China prohibits researchers from growing genetically modified (GM) rice and corn
China’s Ministry of Agriculture has decided not to renew biosafety certificates that allowed research groups to grow genetically modified (GM) rice and corn. The permits, to grow two varieties of GM rice and one transgenic corn strain, expired on 17 August. The reasoning behind the move is not clear, and it has raised questions about the future of related research in China.
The ministry, with much fanfare, had approved the GM rice certificates in August 2009. The permits enabled a group at Huazhong Agricultural University in Wuhan to produce two varieties of rice carrying a gene from the Bacillus thuringiensis (Bt) bacteria that provides pest resistance. At the same time, the ministry approved production of a corn strain developed by the Chinese Academy of Agricultural Sciences' Biotechnology Research Institute in Beijing. Researchers had altered the corn so that kernels contain phytase, a livestock feed additive that boosts absorption of phosphorus, which enhances growth. All of the certificates were valid for 5 years.
Since the certificates were issued, however, public skepticism about the benefits of GM crops has grown in China. Some scientists conducting GM plant research have been attacked when giving public lectures.

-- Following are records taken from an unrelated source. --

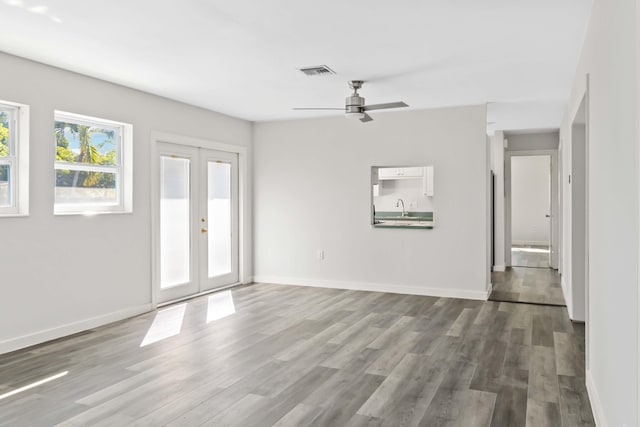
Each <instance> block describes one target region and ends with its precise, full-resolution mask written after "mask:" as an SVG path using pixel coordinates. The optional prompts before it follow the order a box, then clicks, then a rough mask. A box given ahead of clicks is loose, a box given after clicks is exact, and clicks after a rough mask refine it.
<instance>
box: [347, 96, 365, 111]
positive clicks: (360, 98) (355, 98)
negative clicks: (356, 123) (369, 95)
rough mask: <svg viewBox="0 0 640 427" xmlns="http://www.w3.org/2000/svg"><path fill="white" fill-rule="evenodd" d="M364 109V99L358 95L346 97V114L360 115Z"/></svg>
mask: <svg viewBox="0 0 640 427" xmlns="http://www.w3.org/2000/svg"><path fill="white" fill-rule="evenodd" d="M362 107H364V98H363V97H361V96H359V95H351V96H347V98H346V99H345V110H346V112H347V113H361V112H362Z"/></svg>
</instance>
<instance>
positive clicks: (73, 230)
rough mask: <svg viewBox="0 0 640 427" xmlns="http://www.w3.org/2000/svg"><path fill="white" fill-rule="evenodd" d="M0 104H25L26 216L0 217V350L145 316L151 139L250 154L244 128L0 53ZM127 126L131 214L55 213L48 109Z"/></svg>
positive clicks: (164, 103) (148, 267)
mask: <svg viewBox="0 0 640 427" xmlns="http://www.w3.org/2000/svg"><path fill="white" fill-rule="evenodd" d="M0 69H1V70H2V78H1V79H0V99H2V100H7V101H13V102H19V103H23V104H28V105H30V106H31V126H30V134H31V141H30V154H31V156H30V159H31V162H30V163H31V165H30V175H31V177H30V193H31V194H30V216H29V217H26V218H0V242H1V244H0V274H1V275H0V277H1V279H0V280H1V284H2V298H0V325H2V328H0V353H2V352H4V351H8V350H11V349H15V348H17V347H21V346H25V345H29V344H33V343H35V342H39V341H41V340H43V339H51V338H54V337H57V336H60V335H63V334H67V333H72V332H76V331H78V330H82V329H84V328H86V327H88V326H95V325H97V324H100V323H104V322H107V321H111V320H116V319H119V318H122V317H126V316H128V315H132V314H136V313H138V312H141V311H144V310H148V309H149V308H150V302H151V278H150V274H151V244H150V241H151V238H150V230H151V226H150V218H151V211H150V178H151V177H150V151H149V146H150V133H151V131H152V130H158V131H166V132H171V133H174V134H180V135H186V136H192V137H197V138H202V139H207V140H213V141H218V142H224V143H228V144H235V145H241V146H247V147H250V145H251V132H252V125H251V123H249V122H246V121H242V120H238V119H233V118H231V117H227V116H224V115H221V114H217V113H214V112H211V111H206V110H203V109H199V108H195V107H191V106H188V105H185V104H181V103H178V102H173V101H169V100H167V99H164V98H160V97H157V96H152V95H149V94H145V93H142V92H139V91H135V90H132V89H128V88H124V87H122V86H117V85H114V84H110V83H106V82H103V81H100V80H96V79H92V78H88V77H84V76H81V75H78V74H75V73H71V72H67V71H63V70H60V69H57V68H53V67H49V66H45V65H42V64H38V63H35V62H31V61H27V60H24V59H20V58H17V57H13V56H9V55H6V54H0ZM55 109H59V110H63V111H69V112H73V113H79V114H85V115H89V116H95V117H102V118H106V119H111V120H116V121H121V122H126V123H131V124H133V132H134V134H133V139H134V141H133V145H134V146H133V158H134V171H133V175H134V181H133V213H132V214H114V215H97V216H91V217H86V216H76V215H71V216H54V215H53V189H54V174H53V163H54V159H55V147H54V140H53V111H54V110H55Z"/></svg>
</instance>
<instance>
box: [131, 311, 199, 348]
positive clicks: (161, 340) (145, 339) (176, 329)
mask: <svg viewBox="0 0 640 427" xmlns="http://www.w3.org/2000/svg"><path fill="white" fill-rule="evenodd" d="M186 308H187V304H180V305H177V306H175V307H170V308H167V309H164V310H161V311H158V312H157V313H156V317H155V319H153V323H152V324H151V327H150V328H149V330H148V331H147V335H145V337H144V339H143V340H142V343H141V344H140V347H144V346H145V345H149V344H153V343H154V342H158V341H162V340H164V339H167V338H169V337H172V336H174V335H178V334H179V333H180V330H181V329H182V320H183V319H184V312H185V310H186Z"/></svg>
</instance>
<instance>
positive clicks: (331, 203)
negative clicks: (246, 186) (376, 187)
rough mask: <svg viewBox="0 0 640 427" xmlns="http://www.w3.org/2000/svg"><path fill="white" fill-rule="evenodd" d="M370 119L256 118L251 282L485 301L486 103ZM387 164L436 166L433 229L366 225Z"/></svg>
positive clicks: (338, 117) (420, 110)
mask: <svg viewBox="0 0 640 427" xmlns="http://www.w3.org/2000/svg"><path fill="white" fill-rule="evenodd" d="M374 119H375V120H374V121H373V122H370V123H366V124H363V123H360V122H359V121H353V120H347V119H345V118H343V117H333V118H322V119H311V120H296V121H283V122H271V123H257V124H256V125H255V132H254V135H255V140H254V144H255V146H254V149H255V171H254V172H255V228H254V232H255V275H256V277H255V279H256V281H264V282H276V283H293V284H304V285H320V286H329V287H345V288H359V289H371V290H386V291H395V292H406V293H414V294H446V295H450V296H463V297H469V298H486V297H487V286H488V283H487V261H486V251H487V247H486V234H485V233H486V219H487V218H486V216H487V213H486V206H485V205H486V203H487V191H488V189H487V186H486V182H487V181H486V175H487V173H488V164H487V162H486V161H485V160H483V159H485V155H486V134H485V132H486V130H485V128H486V124H485V122H486V108H485V106H473V107H460V108H447V109H438V110H418V111H408V112H387V113H379V114H377V115H375V116H374ZM385 165H433V166H434V170H435V179H434V181H435V195H434V197H433V207H434V218H435V224H436V225H435V229H433V230H405V229H379V228H378V229H374V228H373V227H372V226H371V224H370V210H371V207H370V202H371V200H370V190H369V185H370V176H371V173H370V167H371V166H385ZM319 249H321V250H324V253H325V259H324V260H319V259H318V257H317V251H318V250H319Z"/></svg>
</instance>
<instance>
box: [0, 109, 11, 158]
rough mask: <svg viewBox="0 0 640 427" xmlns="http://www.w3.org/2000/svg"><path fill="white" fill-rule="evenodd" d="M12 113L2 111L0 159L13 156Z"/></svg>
mask: <svg viewBox="0 0 640 427" xmlns="http://www.w3.org/2000/svg"><path fill="white" fill-rule="evenodd" d="M10 124H11V111H9V110H4V109H0V157H7V156H9V155H11V154H12V153H11V151H12V150H11V143H10V142H11V132H12V130H11V129H10Z"/></svg>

Why the ministry allowed the certificates to lapse is in dispute. Some environmentalists say public worries about GM crops played a decisive role. "We believe that loopholes in assessing and monitoring [GM] research, as well as the public concern around safety issues are the most important reasons that the certifications have not been renewed," writes Wang Jing, a Greenpeace official based in Beijing, in an e-mail to ScienceInsider.
Others believe agricultural economics also influenced the decision. China has nearly reached self-sufficiency in producing rice using conventional varieties, so the ministry has decided there is no need to commercialize Bt rice in the near future, says Huang Jikun, director of the Chinese Academy of Sciences' Center for Chinese Agricultural Policy. He says that with commercialization off the table, there was no point in renewing the certifications. Huang says "rising public concerns [about the] safety of GM rice" likely also played a role.

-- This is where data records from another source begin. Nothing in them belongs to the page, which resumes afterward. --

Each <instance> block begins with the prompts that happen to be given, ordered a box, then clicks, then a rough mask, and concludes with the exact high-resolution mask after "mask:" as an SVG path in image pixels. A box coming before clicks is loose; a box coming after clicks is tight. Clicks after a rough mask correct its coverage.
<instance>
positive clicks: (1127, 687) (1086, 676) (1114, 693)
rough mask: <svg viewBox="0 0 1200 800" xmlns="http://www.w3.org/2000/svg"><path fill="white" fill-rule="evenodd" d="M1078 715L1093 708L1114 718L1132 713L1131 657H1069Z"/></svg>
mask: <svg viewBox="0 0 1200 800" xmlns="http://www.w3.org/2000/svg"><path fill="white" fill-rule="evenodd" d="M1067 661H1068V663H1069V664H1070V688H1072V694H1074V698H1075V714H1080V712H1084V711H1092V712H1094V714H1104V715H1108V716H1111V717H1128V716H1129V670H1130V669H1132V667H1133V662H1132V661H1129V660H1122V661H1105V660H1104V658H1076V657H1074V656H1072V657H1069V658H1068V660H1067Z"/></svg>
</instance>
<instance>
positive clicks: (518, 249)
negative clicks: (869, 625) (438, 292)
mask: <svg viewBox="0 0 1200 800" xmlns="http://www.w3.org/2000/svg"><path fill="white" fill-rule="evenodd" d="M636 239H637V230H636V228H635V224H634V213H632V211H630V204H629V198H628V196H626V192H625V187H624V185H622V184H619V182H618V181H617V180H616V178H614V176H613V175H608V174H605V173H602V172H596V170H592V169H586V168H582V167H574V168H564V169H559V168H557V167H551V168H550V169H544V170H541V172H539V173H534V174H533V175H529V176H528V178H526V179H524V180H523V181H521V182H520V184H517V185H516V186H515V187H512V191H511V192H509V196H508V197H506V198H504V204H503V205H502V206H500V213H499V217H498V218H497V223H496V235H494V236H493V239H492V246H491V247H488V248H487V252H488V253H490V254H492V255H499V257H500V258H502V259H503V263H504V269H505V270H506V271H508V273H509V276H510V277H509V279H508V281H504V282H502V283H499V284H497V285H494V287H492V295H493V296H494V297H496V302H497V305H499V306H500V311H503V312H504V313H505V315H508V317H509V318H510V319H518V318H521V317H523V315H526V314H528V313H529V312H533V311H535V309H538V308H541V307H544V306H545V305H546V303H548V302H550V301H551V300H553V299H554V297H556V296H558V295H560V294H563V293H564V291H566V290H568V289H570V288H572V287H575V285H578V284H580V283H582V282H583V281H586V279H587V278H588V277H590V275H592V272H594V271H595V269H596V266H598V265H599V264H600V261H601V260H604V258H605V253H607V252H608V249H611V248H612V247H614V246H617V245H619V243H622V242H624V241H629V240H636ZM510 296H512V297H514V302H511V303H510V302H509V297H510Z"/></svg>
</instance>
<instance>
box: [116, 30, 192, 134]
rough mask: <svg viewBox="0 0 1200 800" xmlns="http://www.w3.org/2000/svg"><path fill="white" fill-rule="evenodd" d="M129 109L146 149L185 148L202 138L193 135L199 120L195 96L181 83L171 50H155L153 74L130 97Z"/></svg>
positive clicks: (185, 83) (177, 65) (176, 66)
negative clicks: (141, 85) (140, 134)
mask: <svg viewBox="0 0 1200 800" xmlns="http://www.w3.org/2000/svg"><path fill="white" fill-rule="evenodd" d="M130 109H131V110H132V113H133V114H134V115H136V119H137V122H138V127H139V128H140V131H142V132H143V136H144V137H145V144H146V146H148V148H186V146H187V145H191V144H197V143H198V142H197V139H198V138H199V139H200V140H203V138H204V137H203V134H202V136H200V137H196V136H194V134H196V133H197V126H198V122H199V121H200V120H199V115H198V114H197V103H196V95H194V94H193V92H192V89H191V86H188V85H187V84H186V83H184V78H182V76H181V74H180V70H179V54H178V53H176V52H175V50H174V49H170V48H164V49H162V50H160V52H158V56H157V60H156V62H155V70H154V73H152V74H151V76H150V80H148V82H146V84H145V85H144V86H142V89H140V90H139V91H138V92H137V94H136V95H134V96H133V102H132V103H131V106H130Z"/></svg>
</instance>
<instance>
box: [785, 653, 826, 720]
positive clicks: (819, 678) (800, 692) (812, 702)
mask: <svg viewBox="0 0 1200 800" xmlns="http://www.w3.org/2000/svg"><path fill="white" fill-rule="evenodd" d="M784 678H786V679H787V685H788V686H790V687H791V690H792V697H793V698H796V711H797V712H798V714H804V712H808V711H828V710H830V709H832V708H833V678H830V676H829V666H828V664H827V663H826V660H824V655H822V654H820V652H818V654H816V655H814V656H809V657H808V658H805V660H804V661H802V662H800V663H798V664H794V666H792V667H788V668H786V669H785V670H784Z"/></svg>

Whatever the reason, the decision marks an abrupt change in fortunes for transgenic rice in China. Five years ago, "China was widely expected to soon put GM rice on the country’s dining tables," wrote Cao Cong, a China policy expert at University of Nottingham in the United Kingdom, in a post on The Conversation, an Australian website. The Bt rice project "is now to all intents and purposes dead and buried," he wrote, blaming an "anti-GM movement whose power and influence are more than matched by its fervour and sheer, undiluted paranoia."
Huang says this decision does not reflect a change in China’s overall policy regarding agricultural biotechnology. The government is increasing its support for Bt corn research, other specialists note; GM corn has faced less public opposition, in part because it is primarily fed to livestock.
The researchers behind the affected GM crops could not be reached for comment.